“Terörsüz Türkiye” hedefi doğrultusunda kurulan araştırma komisyonunun ilk toplantısında konuşma yapan Türkiye Büyük Millet Meclisi (TBMM) Başkanı Numan Kurtulmuş, ulusun barış, bütünlük, demokrasi ve kardeşlik temelinde güçleneceğine olan inancını dile getirdi. Kurtulmuş, bu süreçte yalnızca siyaset kurumu değil, aynı zamanda toplumun tüm kesimlerinin de katılım sağlaması gerektiğini vurguladı. Özellikle, terörle mücadele ve diğer meselelerde, toplumun her kesiminin bir araya gelerek ortak bir duruş sergilemesinin önemine dikkat çekti.

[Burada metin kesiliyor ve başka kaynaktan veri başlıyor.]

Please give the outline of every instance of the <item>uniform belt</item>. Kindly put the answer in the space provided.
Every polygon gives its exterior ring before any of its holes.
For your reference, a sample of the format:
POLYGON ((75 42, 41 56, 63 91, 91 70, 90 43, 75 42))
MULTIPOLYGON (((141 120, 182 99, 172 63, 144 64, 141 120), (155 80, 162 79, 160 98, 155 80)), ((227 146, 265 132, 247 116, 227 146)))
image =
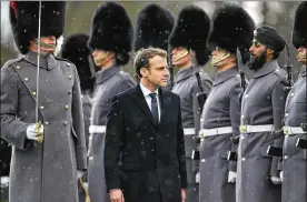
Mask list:
POLYGON ((89 133, 106 133, 106 125, 90 125, 89 133))
POLYGON ((195 128, 186 128, 184 129, 185 135, 195 134, 195 128))
POLYGON ((199 137, 204 139, 205 137, 214 137, 218 134, 227 134, 232 133, 231 127, 221 127, 221 128, 215 128, 215 129, 201 129, 199 131, 199 137))
POLYGON ((293 135, 293 134, 305 134, 301 127, 284 127, 284 134, 293 135))
POLYGON ((261 125, 240 125, 240 133, 255 133, 255 132, 273 132, 273 124, 261 124, 261 125))

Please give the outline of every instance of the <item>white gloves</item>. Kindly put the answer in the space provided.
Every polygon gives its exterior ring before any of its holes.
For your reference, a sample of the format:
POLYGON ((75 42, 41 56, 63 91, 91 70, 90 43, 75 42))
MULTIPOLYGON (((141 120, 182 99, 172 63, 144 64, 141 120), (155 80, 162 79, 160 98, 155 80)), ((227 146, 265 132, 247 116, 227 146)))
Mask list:
POLYGON ((27 128, 27 139, 42 142, 43 139, 43 124, 30 123, 27 128))
POLYGON ((235 183, 237 179, 237 172, 229 171, 228 172, 228 183, 235 183))
POLYGON ((83 175, 83 171, 77 170, 77 178, 78 178, 78 180, 79 180, 80 178, 82 178, 82 175, 83 175))

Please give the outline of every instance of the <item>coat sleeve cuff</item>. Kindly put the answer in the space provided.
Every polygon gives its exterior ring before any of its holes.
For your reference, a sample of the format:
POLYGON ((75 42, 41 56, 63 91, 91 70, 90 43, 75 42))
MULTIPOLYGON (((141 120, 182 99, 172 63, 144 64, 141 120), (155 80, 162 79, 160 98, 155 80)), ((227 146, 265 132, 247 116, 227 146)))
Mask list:
POLYGON ((87 170, 87 148, 82 145, 76 145, 77 169, 87 170))

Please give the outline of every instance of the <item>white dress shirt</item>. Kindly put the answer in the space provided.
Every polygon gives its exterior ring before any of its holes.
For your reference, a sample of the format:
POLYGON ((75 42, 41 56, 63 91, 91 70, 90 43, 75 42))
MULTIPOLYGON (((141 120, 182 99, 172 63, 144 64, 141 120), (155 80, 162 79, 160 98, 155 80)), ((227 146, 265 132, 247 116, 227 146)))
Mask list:
MULTIPOLYGON (((150 94, 154 93, 154 92, 151 92, 149 89, 143 87, 141 83, 140 83, 140 88, 141 88, 142 94, 145 97, 145 100, 147 102, 147 105, 149 107, 149 109, 151 111, 151 97, 150 97, 150 94)), ((159 114, 159 122, 160 122, 161 110, 160 110, 159 89, 157 89, 155 92, 156 92, 156 97, 157 97, 158 114, 159 114)))

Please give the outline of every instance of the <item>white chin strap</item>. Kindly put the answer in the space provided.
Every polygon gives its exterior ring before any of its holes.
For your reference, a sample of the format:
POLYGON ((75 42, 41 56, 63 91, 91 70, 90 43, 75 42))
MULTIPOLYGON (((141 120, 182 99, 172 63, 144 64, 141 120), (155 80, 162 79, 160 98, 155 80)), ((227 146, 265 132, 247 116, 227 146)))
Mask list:
POLYGON ((177 62, 178 60, 185 58, 186 55, 189 54, 189 51, 187 49, 184 49, 175 59, 174 62, 177 62))
POLYGON ((224 51, 224 53, 220 55, 220 57, 212 57, 212 59, 211 59, 211 64, 212 65, 217 65, 217 63, 219 63, 220 61, 222 61, 222 60, 225 60, 225 59, 227 59, 227 58, 229 58, 231 54, 230 54, 230 52, 228 52, 228 51, 224 51))

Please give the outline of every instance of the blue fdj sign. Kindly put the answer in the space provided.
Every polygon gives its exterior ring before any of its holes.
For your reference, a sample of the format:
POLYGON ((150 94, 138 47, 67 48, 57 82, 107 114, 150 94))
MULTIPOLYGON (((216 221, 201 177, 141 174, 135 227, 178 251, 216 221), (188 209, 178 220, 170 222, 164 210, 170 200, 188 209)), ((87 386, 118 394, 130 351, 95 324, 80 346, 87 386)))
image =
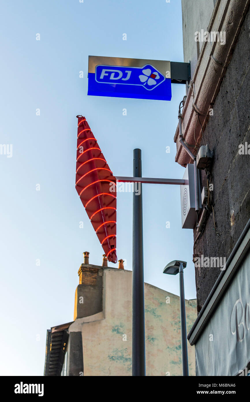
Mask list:
POLYGON ((96 66, 88 74, 88 95, 170 100, 171 79, 150 64, 96 66))

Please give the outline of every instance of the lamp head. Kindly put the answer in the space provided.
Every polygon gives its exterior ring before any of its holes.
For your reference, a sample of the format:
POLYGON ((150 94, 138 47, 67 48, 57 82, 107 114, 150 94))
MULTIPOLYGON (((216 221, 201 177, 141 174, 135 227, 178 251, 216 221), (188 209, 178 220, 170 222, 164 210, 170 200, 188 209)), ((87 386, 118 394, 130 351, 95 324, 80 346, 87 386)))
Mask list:
POLYGON ((187 267, 187 262, 185 261, 179 261, 175 260, 166 265, 163 270, 164 274, 168 274, 169 275, 176 275, 179 273, 180 264, 182 263, 183 268, 187 267))

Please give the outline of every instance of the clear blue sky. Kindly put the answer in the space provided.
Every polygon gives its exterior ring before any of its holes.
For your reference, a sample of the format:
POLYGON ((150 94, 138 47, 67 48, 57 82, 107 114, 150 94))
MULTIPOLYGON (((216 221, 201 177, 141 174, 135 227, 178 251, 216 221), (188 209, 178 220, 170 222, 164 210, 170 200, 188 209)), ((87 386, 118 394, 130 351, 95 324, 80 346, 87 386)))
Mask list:
MULTIPOLYGON (((184 86, 172 84, 171 102, 88 96, 88 56, 183 61, 181 2, 14 0, 2 12, 0 142, 12 144, 13 156, 0 155, 0 373, 39 375, 47 329, 73 320, 83 252, 91 264, 102 261, 75 188, 76 115, 86 117, 115 175, 132 175, 136 148, 144 176, 184 171, 173 142, 184 86)), ((145 281, 179 294, 178 277, 162 271, 173 259, 186 260, 185 295, 195 298, 193 235, 181 229, 179 187, 145 185, 143 193, 145 281)), ((131 270, 132 195, 118 195, 117 255, 131 270)))

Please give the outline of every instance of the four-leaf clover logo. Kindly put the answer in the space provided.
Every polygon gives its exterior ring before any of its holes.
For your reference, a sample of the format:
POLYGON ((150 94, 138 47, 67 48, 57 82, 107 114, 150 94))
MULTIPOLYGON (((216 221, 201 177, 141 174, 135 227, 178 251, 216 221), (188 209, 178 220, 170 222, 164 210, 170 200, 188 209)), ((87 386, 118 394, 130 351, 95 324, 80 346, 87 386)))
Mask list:
POLYGON ((142 70, 144 75, 142 74, 139 76, 139 78, 141 82, 144 82, 143 85, 145 85, 146 83, 148 85, 155 85, 157 84, 156 80, 159 80, 160 76, 157 71, 154 71, 152 73, 150 68, 145 68, 142 70))

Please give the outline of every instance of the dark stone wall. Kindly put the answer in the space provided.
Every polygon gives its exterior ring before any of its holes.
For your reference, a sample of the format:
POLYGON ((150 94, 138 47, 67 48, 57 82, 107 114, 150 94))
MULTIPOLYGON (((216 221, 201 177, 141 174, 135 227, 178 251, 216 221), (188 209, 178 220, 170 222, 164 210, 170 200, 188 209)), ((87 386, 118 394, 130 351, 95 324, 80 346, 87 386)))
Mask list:
MULTIPOLYGON (((227 259, 250 217, 250 154, 238 153, 240 144, 250 144, 250 66, 248 12, 204 132, 205 142, 214 153, 214 209, 220 236, 210 215, 194 248, 198 256, 227 259)), ((202 178, 202 187, 206 187, 204 171, 202 178)), ((220 272, 220 268, 195 268, 198 313, 220 272)))

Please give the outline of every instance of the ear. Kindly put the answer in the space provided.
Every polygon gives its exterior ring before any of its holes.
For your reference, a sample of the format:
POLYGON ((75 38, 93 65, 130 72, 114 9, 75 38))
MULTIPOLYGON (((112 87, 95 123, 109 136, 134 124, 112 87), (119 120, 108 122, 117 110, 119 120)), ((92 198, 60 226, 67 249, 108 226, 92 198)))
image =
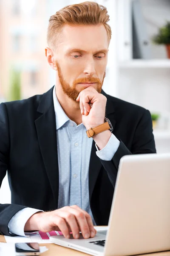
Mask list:
POLYGON ((46 47, 45 49, 45 54, 50 67, 54 70, 57 70, 57 68, 53 51, 51 49, 46 47))

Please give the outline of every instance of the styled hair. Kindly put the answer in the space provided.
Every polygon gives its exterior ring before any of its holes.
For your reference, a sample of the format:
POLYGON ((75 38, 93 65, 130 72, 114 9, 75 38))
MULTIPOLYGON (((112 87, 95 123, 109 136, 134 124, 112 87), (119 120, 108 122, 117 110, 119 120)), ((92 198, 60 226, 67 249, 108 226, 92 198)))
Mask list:
POLYGON ((98 25, 102 24, 107 31, 108 41, 111 39, 110 26, 107 23, 109 15, 106 8, 94 2, 84 2, 68 5, 51 16, 47 30, 47 44, 54 49, 65 24, 98 25))

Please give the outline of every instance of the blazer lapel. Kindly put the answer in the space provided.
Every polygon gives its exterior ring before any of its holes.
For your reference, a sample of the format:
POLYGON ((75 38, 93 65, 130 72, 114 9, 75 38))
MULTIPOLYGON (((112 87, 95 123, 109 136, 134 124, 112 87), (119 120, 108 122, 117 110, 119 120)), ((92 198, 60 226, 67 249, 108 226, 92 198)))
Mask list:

Ayrıca, terörün Türkiye’de yol açtığı kayıplara da atıfta bulunan Kurtulmuş, yaşanan en ağır bedelin canla ödendiğini ifade etti. Manevi kayıpların asla unutulmayacak acılar olduğunu belirtti ve vatandaşların bu acıları her zaman hatırlamaları gerektiğini söyledi. Kurtulmuş, buna ek olarak, şu an şahit olunan silah bırakma sürecinin bir pazarlığın sonucu olmadığını, aksine bu durumun doğrudan aziz milletin meselesi olduğunu ileri sürdü. Bu bağlamda, “Terörsüz Türkiye” ifadesinin, aynı zamanda terörsüz bir bölgeyi de ifade ettiğini belirtti.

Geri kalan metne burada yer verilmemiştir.